I dropped by to check out the demo in Prai during the last picket on 25 June 2007. The turnout – a vocal crowd of close to 1,000 – exceeded the organisers’ most optimistic expectations. A large majority of the demonstrators were Malays with a smattering of Indians and Chinese – working class people. I found out from them that some factories in the area are still paying their workers a basic wage of less than RM400.
The government has said that investors will skip Malaysia if we were to introduce a minimum wage.
But check out this report from the OECD Observer website:
Minimum wages are a long-standing tradition in many other OECD countries. A minimum wage was first introduced in New Zealand in 1894, and followed a few years later by Australia.
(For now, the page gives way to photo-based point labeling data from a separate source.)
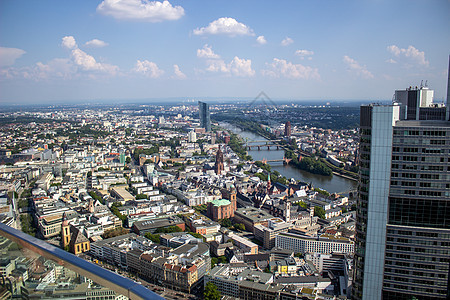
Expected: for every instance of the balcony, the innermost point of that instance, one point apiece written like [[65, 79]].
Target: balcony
[[33, 269]]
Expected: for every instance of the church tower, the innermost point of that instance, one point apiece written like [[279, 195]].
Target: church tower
[[65, 232], [287, 212], [218, 167]]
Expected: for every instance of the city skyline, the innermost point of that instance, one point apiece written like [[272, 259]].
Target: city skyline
[[294, 50]]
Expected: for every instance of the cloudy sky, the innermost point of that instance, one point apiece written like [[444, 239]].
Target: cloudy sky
[[56, 51]]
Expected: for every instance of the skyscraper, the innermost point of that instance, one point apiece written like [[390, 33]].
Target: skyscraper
[[287, 129], [403, 212], [218, 166], [205, 118]]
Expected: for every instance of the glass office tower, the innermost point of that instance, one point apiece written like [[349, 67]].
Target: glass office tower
[[403, 212], [205, 118]]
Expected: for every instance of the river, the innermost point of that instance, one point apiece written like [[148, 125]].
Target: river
[[333, 184]]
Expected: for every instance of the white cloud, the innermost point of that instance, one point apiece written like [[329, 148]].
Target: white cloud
[[411, 53], [304, 52], [69, 42], [237, 67], [95, 43], [87, 62], [8, 56], [354, 66], [56, 68], [79, 63], [140, 10], [261, 40], [287, 41], [225, 26], [84, 61], [283, 68], [178, 73], [206, 52], [241, 67], [148, 68]]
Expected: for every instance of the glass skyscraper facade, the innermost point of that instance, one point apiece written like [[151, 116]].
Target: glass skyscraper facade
[[403, 212], [205, 118]]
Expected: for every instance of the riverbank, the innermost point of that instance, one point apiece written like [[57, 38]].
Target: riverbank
[[334, 170], [333, 184]]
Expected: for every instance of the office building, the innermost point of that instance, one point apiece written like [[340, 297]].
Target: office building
[[287, 129], [325, 244], [205, 118], [403, 211]]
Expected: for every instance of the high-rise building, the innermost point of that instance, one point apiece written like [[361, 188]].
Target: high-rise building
[[205, 118], [218, 166], [403, 213], [287, 129], [192, 136]]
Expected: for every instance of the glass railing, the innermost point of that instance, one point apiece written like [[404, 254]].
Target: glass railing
[[33, 269]]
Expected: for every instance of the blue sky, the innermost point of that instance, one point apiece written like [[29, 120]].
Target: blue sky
[[56, 51]]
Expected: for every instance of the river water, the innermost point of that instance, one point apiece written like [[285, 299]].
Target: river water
[[333, 184]]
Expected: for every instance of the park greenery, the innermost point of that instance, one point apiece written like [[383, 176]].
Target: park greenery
[[114, 232], [153, 237], [319, 212], [309, 164]]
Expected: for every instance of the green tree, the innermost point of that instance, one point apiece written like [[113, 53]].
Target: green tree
[[225, 223], [153, 237], [239, 227], [211, 292], [319, 212], [302, 204]]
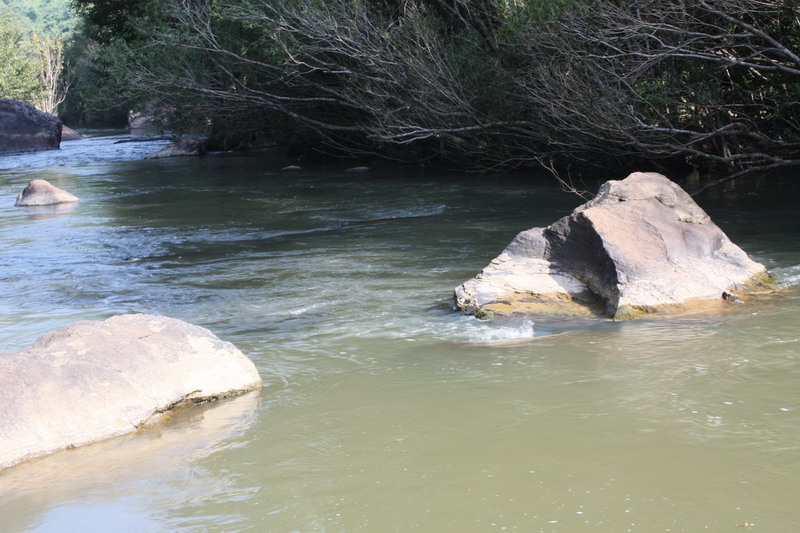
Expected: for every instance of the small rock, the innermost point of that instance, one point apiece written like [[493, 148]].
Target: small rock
[[23, 128], [68, 134], [185, 147], [357, 170], [41, 192]]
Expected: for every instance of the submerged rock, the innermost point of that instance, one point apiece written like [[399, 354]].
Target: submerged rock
[[23, 128], [42, 192], [68, 134], [96, 380], [181, 148], [642, 245]]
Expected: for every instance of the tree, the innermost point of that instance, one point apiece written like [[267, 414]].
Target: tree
[[483, 84], [18, 66], [51, 65]]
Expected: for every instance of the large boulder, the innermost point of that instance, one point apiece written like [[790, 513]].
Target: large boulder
[[95, 380], [42, 192], [23, 128], [642, 245]]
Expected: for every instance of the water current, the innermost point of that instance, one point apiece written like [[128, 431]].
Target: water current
[[382, 409]]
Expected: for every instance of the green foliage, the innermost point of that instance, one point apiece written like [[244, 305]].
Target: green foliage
[[19, 63], [475, 83], [45, 17]]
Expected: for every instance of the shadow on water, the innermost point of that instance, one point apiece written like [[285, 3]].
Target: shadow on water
[[385, 410]]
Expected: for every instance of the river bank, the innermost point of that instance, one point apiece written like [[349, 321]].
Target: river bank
[[387, 411]]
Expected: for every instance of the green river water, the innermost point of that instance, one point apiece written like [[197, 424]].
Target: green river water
[[382, 409]]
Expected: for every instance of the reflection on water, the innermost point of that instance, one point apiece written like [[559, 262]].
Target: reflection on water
[[383, 410]]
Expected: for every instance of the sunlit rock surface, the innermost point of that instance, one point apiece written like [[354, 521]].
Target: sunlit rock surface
[[96, 380], [42, 192], [642, 245]]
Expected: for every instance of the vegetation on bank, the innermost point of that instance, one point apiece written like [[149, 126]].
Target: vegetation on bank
[[32, 51], [476, 84]]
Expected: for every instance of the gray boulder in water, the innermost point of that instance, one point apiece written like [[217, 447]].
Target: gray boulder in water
[[642, 245], [185, 147], [96, 380], [23, 128], [42, 192]]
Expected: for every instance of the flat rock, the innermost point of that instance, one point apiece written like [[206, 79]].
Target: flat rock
[[68, 134], [186, 147], [42, 192], [96, 380], [642, 245], [23, 128]]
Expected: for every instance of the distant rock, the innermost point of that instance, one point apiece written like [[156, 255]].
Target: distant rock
[[96, 380], [68, 134], [23, 128], [41, 192], [642, 245], [185, 147], [357, 170]]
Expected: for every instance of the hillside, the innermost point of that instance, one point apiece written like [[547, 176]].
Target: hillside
[[45, 17]]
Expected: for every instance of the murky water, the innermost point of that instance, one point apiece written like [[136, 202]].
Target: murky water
[[382, 409]]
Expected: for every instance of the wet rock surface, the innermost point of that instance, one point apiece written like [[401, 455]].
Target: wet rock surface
[[96, 380], [642, 245]]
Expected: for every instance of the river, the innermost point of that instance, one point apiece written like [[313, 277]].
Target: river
[[382, 409]]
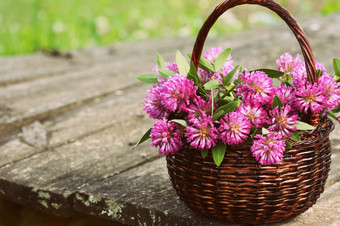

The US federal minimum wage was passed into law in 1938. Japan and Korea now have minimum wages, while in Europe, so do France, Greece, Portugal, Spain, the Benelux countries and many countries in central and eastern Europe. Ireland and the UK (not for the first time) introduced national minimum wage systems in the 1990s.
Today 21 of the OECD’s 30 member countries have statutory minimum wages, and in just over half of these countries minimum wages have risen slightly faster than average wage levels in recent years. Only in the US have the real earnings of workers on the minimum wage dropped sharply in recent years, and there is strong pressure to raise them again.
In fact, the hourly minimum wage in Ireland is 60 per cent of the net average wage in that country! That hasn’t stopped the Irish economy from booming nor has it driven away investors from Ireland.
If higher wages drive away investors, explain Singapore.
The Bank Negara governor has said that the one of the main priorities now is to boost domestic demand. Well, to me, the best way to boost domestic demand – and to ensure equitable economic growth for all – is to introduce a minimum wage so that workers can live in dignity.
The lower income group tends to save less and spend proportionately more of their incomes on essentials than wealthier Malaysians. Putting more money into the hands of the lower income group will surely boost domestic demand across the country – and spur economic activity in the most meaningful way.
It is time to introduce a minimum wage.